Yesterday, at the 2021 Metro State of the Agency event, new CEO Stephanie Wiggins and incoming Board Chair Hilda Solis spoke on their priorities for Metro. Watch the full event on Facebook live. Several speakers noted that with Solis and Wiggins at the helm, this is the first time that Metro has been led by two women - and by two women of color.
Incoming chair Solis stressed three top priorities: better transit service, transportation spending supporting vulnerable communities, and reimagining highway investment.
Solis pledged transit service improvements "especially for buses that primarily serve low-income riders." Solis' goal of "faster, more frequent, and more reliable" transit includes Metro restoring pre-COVID service levels by September "and we won't stop there." Within better transit, she included more affordable housing next to high quality transit - as part of Metro's major capital projects "sooner - instead of as an afterthought."
Solis' transportation spending agenda includes job training, apprenticeships, local hire, engaging more women in the trades, and support for small businesses - including street vendors.

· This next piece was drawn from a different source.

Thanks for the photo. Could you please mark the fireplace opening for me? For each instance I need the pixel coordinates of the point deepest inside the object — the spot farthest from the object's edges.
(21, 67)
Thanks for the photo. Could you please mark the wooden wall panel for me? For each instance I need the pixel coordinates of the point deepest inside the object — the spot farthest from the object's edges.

In regards to reimagining Metro highway building, Solis began by stressing the harmful disparities in past Southern California's freeway construction - including the "tangle of freeways" that "plow through" Boyle Heights and East Los Angeles. Solis notes that those freeways displaced thousands of residents, divided neighborhoods, and concentrated pollution for the communities of color that remained. And beyond her district, Solis noted the "over 25,000 residents displaced" for the construction of the 105 Freeway.
Solis praised the Metro board's recent approval of highway project funding flexibility to support "all users of the road... everyone - whether you bike, walk, roll, you take transit, or you drive." She touched on the recent controversies over Metro's now-suspended plan to widen the lower 710 Freeway, saying, "communities along corridors like the 710 South should not be burdened with displacement and pollution even more than they already have been." Solis further pledged to "reevaluate Metro's investments in highway programs to protect communities from displacement and environmental pollution."
Wiggins spoke broadly on many initiatives that Metro is undertaking to support pandemic recovery with a focus on equity - on serving communities most heavily impacted by the pandemic and by historic under-investment.
Here are a few of the upcoming Metro initiatives Wiggins touched on:
- The agency will convene a new Metro Youth Council intended to better include voices of the "riders of the future."
- This fiscal year, Metro will release its first ever Gender Action Plan. The plan will build from findings and recommendations in Metro's 2019 Understanding How Women Travel report.
- Metro will soon issue a five-year financial sustainability plan to "tighten belts" and "look for efficiencies."
- Metro will keep implementing its NextGen Bus Study to make buses "faster, cleaner and safer" - including seeing "more of these improvements" like the recently-half-opened Alvarado peak-hour bus lanes.
- Improving Metro's response to the unhoused people using its system: "We will pursue new and more effective ways of addressing homelessness. We will no longer rely on law enforcement as a primary way of dealing with the unhoused. We will address unhoused people on our system with compassion and dignity. We will collaborate with our city and community partners and social services."
Overall, Wiggins pledged to make Metro transit both the first choice for Angelenos -"normal and expected... just what people do" - and a "world class transit experience" for people visiting L.A. for the 2028 Olympics.